Kumari Meena, Platel Kalpana
Department of Biochemistry, CSIR - Central Food Technological Research Institute, Mysuru, 570 020, India.
J Sci Food Agric. 2017 Jul;97(9):2842-2848. doi: 10.1002/jsfa.8113. Epub 2016 Dec 7.
Garlic and onion, which are rich in organo-sulfur compounds, are reported to enhance the bioaccessibility of Ca, Mg, Fe and Zn; however, there is a lack of similar information on the bioaccessibility of copper, manganese and chromium. Therefore, the present study aimed to determine the effect of exogenous garlic and onion on the bioaccessibility of these trace minerals from selected food grains. The effect of two levels of garlic (0.25 and 0.5 g/10 g grain ) and onion (1.5 and 3 g/10 g grain ) on the bioaccessibility of these trace minerals from two representative cereals and pulses was determined by employing an in vitro dialysability procedure.

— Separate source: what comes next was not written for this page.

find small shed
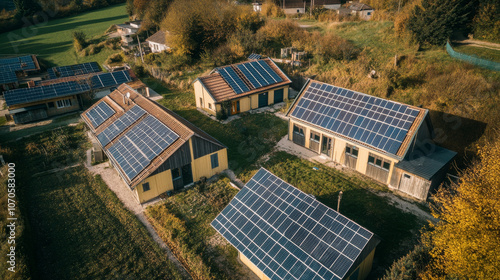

Both garlic and onion significantly improved the bioaccessibility of Cu, especially when added at the higher level, in most of the foods examined. The enhancing effect of garlic on Mn bioaccessibility was found in cooked sorghum and chickpea, whereas onion significantly improved Mn bioaccessibility in cooked rice and chickpea. The addition of both spices did not exert any enhancing effect on Cr bioaccessibility from the cereals and pulses.
The bioaccessibility of Cu, as well as Mn to a lesser extent, from vegetarian diets can be significantly improved by incorporating garlic and onion in the diet. © 2016 Society of Chemical Industry.
大蒜和洋葱富含有机硫化合物,据报道可提高钙、镁、铁和锌的生物可利用性;然而,关于铜、锰和铬生物可利用性的类似信息却很匮乏。因此,本研究旨在确定外源大蒜和洋葱对从选定谷物中获取这些微量矿物质生物可利用性的影响。通过体外透析法测定了两种水平的大蒜(0.25和0.5克/10克谷物)和洋葱(1.5和3克/10克谷物)对两种代表性谷物和豆类中这些微量矿物质生物可利用性的影响。
在大多数受试食物中,大蒜和洋葱均显著提高了铜的生物可利用性,尤其是在添加量较高时。在煮熟的高粱和鹰嘴豆中发现大蒜对锰的生物可利用性有增强作用,而洋葱显著提高了煮熟大米和鹰嘴豆中锰的生物可利用性。添加这两种香料对谷物和豆类中铬的生物可利用性均未产生任何增强作用。
在素食饮食中加入大蒜和洋葱可显著提高铜以及在较小程度上锰的生物可利用性。© 2016化学工业协会。